Further, this method works for \(n\) -dimensional ellipsoids. Therefore, if we could make the correspondence exact, the problem of finding the vectors \(\vec{e_1}, \vec{e_2}, \dots, \vec{e_n}\) could be reduced to finding the eigenvectors of a specific matrix.

Fortunately, we have such a matrix readily available: consider rewriting \eqref{eq:1} as:

\[ \widehat{\sigma^2_{\vec{x}\cdot\vec{e_1}}} = \vec{e_1}^T M \vec{e_1} \]

\[ \vec{e_1} = \begin{pmatrix} \cos\theta & \sin\theta \end{pmatrix} \] \[ M = \begin{pmatrix} \widehat{\sigma_x^2} & \widehat{\text{Cov}}(x,y) \\ \widehat{\text{Cov}}(y,x) & \widehat{\sigma_y^2} \end{pmatrix} \]

\(M\) is just the sample covariance matrix.
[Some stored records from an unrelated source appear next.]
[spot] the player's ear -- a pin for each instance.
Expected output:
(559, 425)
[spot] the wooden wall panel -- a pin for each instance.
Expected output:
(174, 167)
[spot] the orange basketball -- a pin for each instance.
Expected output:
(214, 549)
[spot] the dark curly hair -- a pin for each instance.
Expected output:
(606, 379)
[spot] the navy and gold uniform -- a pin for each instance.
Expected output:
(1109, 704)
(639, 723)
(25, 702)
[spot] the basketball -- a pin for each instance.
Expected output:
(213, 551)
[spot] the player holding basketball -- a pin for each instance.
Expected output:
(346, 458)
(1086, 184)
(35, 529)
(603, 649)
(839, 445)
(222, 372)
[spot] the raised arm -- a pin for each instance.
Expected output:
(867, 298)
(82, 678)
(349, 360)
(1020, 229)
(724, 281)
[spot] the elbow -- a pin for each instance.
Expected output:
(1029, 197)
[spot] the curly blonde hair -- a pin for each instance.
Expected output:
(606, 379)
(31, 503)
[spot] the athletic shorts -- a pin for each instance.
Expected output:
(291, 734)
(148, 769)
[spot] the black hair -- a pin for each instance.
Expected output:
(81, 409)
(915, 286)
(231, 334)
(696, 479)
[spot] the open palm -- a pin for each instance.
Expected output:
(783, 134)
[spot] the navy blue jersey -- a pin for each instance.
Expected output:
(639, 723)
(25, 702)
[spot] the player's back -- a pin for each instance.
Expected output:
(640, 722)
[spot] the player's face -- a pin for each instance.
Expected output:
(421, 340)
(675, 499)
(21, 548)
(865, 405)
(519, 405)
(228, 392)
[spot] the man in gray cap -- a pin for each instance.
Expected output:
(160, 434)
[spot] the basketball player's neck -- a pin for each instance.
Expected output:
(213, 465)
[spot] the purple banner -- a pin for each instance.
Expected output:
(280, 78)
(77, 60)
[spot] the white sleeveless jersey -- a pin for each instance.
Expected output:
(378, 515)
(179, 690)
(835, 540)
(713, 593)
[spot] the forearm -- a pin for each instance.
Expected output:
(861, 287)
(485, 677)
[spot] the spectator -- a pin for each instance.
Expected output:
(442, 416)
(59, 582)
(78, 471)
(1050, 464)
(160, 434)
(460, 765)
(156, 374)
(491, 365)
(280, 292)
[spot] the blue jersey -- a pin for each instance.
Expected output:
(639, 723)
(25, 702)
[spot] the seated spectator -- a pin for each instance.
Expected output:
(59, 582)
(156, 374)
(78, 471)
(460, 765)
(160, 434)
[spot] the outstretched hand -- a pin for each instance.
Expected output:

Therefore, in order to find the principal components for any dimensional data set, we will use the eigenvectors of the sample covariance matrix. Once we have calculated them, we can identify the components with the least variance, and remove them.

Conclusion

We can summarize the above into the following algorithm:

  1. Calculate the sample covariance matrix
  2. Find the eigenvectors of said matrix
  3. Remove (or ignore) the components which have the least variance

What you end up with is a smaller-dimensional data set, while still capturing most of the variation in the data. The components then can be used for model building, but that is a subject for a different post.